A lot has been said and published about Ashton Chase but apart from an announcement of his passing in the newspapers, nothing has been mentioned about Joseph King, better known as Joey King. His grandparents migrated to British Guiana so he was one of the few surviving Guyanese who could have claimed direct English lineage. He was proud of it, spent long periods every year in the UK. But he remained in Guyana while his entire family migrated. He attended St. Stanislaus, was proud of being a runner-up for the Guyana Scholarship and was deeply engaged in Guyana’s history and culture. He had a fully stocked library of novels written by Guyanese from the earliest days, and of Guyana rum and, was an active member and vice president of the Heritage Society. He was a director of the early legal aid effort in the early 1970s with his closest friends in the legal profession, Miles Fitzpatrick and David deCaires. He became a Senior Counsel in 1975 and was an Acting High Court Judge.

He became a popularly known figure from the early 1970s when the sport of motor racing arrived in Guyana and the exploits of drivers seized the public imagination. For a period, he was a champion racing driver and his performances on the racetrack became well-known. He was a member of the rowing club. As a tall, handsome and lifelong bachelor, with a convivial personality, there were benefits other than fame from his sporting exploits.  Joey retired from active practice about twenty years ago. He became ill about two years ago but retained a sharp intellect, enough to direct that he wanted a private funeral and a modest gathering of friends at the Guyana Motor Racing Club, with no speeches. The gathering took place on Friday evening and, contrary to his wishes, there were reminiscences. Joey King had political views but had no appetite for active politics and was not directly engaged in any political activity or political cases. His numerous, significant, reported cases, over thirty, were of a commercial nature and vastly contributed to legal learning in Guyana. He was senior partner of Cameron & Shepherd from 1972 to 2006. Because he stopped appearing in court about thirty years ago, he is not known by the current generation of lawyers or judges.
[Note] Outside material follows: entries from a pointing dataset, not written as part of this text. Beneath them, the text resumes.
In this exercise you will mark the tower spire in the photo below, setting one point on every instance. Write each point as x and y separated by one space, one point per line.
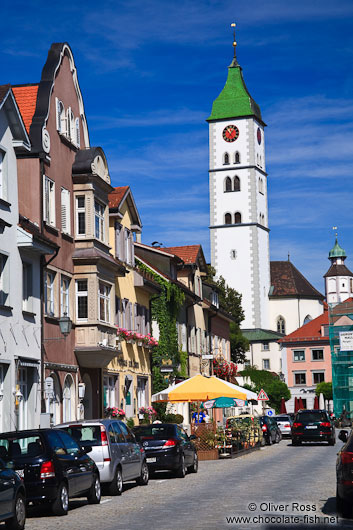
234 62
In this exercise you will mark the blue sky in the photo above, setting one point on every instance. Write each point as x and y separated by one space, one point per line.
149 71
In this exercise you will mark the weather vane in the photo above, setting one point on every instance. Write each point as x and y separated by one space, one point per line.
234 42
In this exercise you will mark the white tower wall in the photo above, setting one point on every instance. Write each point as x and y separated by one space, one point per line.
240 252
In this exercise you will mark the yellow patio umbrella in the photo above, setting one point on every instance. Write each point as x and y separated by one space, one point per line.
198 388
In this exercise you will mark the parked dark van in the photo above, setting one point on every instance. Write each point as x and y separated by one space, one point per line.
53 467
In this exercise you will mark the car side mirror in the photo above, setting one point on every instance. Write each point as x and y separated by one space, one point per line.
343 436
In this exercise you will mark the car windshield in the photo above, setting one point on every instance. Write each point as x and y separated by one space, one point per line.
17 446
312 416
89 435
154 432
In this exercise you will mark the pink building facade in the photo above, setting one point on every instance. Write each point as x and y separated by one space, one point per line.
306 360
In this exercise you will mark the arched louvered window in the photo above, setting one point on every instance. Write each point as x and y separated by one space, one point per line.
307 319
281 325
228 184
237 218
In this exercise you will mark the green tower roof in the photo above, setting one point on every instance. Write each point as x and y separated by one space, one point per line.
337 251
234 101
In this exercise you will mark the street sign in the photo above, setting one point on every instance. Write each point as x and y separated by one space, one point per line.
262 396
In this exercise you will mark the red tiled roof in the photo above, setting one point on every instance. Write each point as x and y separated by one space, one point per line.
310 331
26 99
286 280
116 196
3 91
187 253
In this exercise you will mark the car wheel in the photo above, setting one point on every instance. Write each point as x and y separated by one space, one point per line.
343 507
181 471
61 504
94 493
17 522
195 466
143 478
116 485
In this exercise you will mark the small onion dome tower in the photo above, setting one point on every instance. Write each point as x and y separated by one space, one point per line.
338 279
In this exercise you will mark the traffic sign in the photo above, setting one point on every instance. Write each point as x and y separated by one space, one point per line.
262 396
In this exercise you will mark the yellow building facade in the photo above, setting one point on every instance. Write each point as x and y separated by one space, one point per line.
127 382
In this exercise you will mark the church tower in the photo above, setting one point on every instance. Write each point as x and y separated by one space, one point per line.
338 279
238 196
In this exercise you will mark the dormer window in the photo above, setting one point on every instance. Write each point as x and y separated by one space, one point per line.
226 159
228 219
71 129
61 119
237 218
99 220
227 184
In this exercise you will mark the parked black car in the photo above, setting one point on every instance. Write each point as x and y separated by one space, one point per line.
12 498
270 430
53 467
167 447
313 426
344 475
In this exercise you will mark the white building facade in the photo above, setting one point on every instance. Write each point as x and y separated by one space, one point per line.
20 308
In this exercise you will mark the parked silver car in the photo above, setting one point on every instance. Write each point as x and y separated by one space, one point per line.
284 423
118 456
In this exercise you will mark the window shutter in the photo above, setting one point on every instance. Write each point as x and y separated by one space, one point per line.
147 321
45 199
137 320
77 130
117 240
58 117
63 211
117 311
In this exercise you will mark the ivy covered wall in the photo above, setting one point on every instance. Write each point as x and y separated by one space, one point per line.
164 310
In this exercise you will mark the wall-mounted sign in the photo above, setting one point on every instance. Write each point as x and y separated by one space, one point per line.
346 340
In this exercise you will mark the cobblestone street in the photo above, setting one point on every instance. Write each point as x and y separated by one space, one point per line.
281 481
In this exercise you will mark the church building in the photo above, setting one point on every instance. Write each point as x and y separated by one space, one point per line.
276 297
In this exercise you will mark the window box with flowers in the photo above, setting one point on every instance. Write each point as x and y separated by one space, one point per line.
131 337
224 369
114 412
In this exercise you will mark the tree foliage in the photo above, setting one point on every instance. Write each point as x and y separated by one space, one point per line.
270 382
325 389
230 301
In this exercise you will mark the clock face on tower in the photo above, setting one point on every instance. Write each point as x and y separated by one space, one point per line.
230 133
259 137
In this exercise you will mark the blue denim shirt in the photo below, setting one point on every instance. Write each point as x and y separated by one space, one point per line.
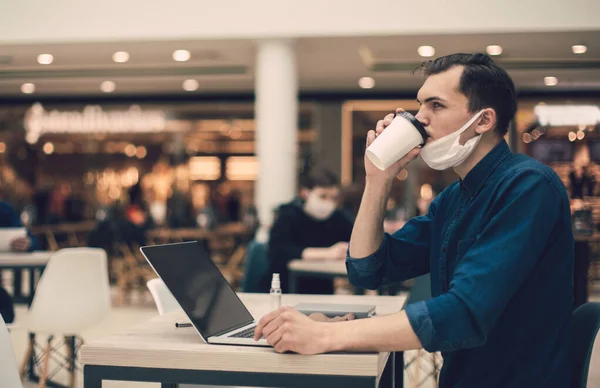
500 251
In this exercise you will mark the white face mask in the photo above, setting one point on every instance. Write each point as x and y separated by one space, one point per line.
317 208
447 152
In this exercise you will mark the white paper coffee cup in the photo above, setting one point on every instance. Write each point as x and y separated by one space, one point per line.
403 134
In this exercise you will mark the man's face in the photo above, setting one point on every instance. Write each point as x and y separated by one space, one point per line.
443 108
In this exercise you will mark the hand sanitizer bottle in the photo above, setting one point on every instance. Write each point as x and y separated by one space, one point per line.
275 292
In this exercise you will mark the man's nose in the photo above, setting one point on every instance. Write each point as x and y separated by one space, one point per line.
422 119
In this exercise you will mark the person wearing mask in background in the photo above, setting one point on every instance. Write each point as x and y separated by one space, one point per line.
310 228
9 218
498 245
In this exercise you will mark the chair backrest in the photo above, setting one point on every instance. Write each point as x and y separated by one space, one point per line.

Apart from the other great names in the profession in recent times such as the late Lloyd Luckhoo, Clarence Hughes and Derek Jagan, against all of whom I appeared with differing degrees of regularity, there were the colourful characters such as Fred Wills, who Joey King referred to as a ‘genius.’ There was the late Krishna Prasad of Berbice. He was a brilliant lawyer, with a good memory, who prepared his cases at daybreak. By the time he appeared in court, with no files, notes, paper or pen, he was intoxicated, but with speech intact, though slightly slurred. At the end of his case, he would make well-prepared submissions and secure the dismissal of his client’s case. He gained the reputation of being unable to win a case unless he was drunk. Krishna Prasad was a brilliant lawyer who successfully defeated his addiction, continued to be a brilliant lawyer, carrying a briefcase with files, and eventually migrated.